Because they do. Strangers on benches. Coworkers on break. Friends in distress. I’ve always been the one they turn to. The one who nods at the right times, remembers the details, connects the dots.

It’s not that I mind. There’s something beautiful about being trusted. About someone feeling safe enough to unravel in front of you. And yet — there’s a cost no one really talks about.

It’s the quiet ache of being everyone’s container but no one’s priority.

People pour into me — their stories, their fears, their messes — and when they’re emptied out, they leave lighter. I stay behind, holding what they couldn’t. I call it kindness. Empathy. Being a good friend. But some nights, like tonight, I feel the heaviness of it.

And it makes me question: when did my presence become a utility?

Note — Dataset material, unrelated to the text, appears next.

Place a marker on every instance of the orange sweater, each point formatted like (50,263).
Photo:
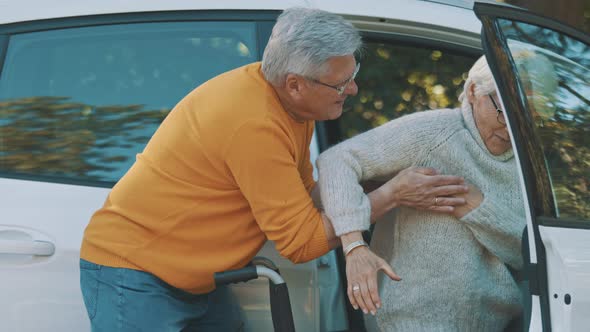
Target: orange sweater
(227,170)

There’s a concept in psychology known as emotional labor — originally coined by Hochschild (1983)¹ to describe the management of emotion in professional roles, but now more broadly used to capture the invisible toll of being the emotional support system for others.

It’s draining, even when voluntary. And especially when it becomes expected.

Lately, I’ve started to notice how few people ask me how I am — genuinely, without waiting to jump back to themselves. Or how my silence is mistaken for peace, when really it’s just that no one left space for me to speak.

It builds. Quietly. A backlog of words never said, stories never told, comfort never received. And after a while, it starts to feel like I’m performing emotional CPR on a world that forgot I need oxygen too.

But I’m not angry. I’m just… tired.

Tired of being seen but not known. Valued but not understood. Tired of being strong for others when I’m crumbling quietly.

And maybe some of that is on me — the way I show up, the way I downplay my needs, the way I make it easy not to worry about me.

But I also know this: being good at listening doesn’t mean I shouldn’t be heard. Being strong for others doesn’t mean I don’t need softness.

So tonight, I’ll reclaim a little of what I give away.

I’ll write instead of absorb. I’ll exhale what I’ve been holding. I’ll remind myself that I deserve connection that sees me — not just what I reflect back.

Maybe I’ll learn to build boundaries that still feel like warmth. Maybe I’ll stop apologizing for needing reciprocity.

And maybe, just maybe, I’ll stop setting myself on fire to keep others warm.


Yours in letters, always,
Pandora


P.S. Ever feel like the unofficial therapist in your circle? You’re not alone. Let’s talk about it — leave a comment or tag me in your own reflections.


Title inspired by the song “Gasoline” by Halsey. All rights to the music and lyrics belong to the original creators.


📚 Footnote (Study Reference)
Hochschild, A. R. (1983). The Managed Heart: Commercialization of Human Feeling. University of California Press.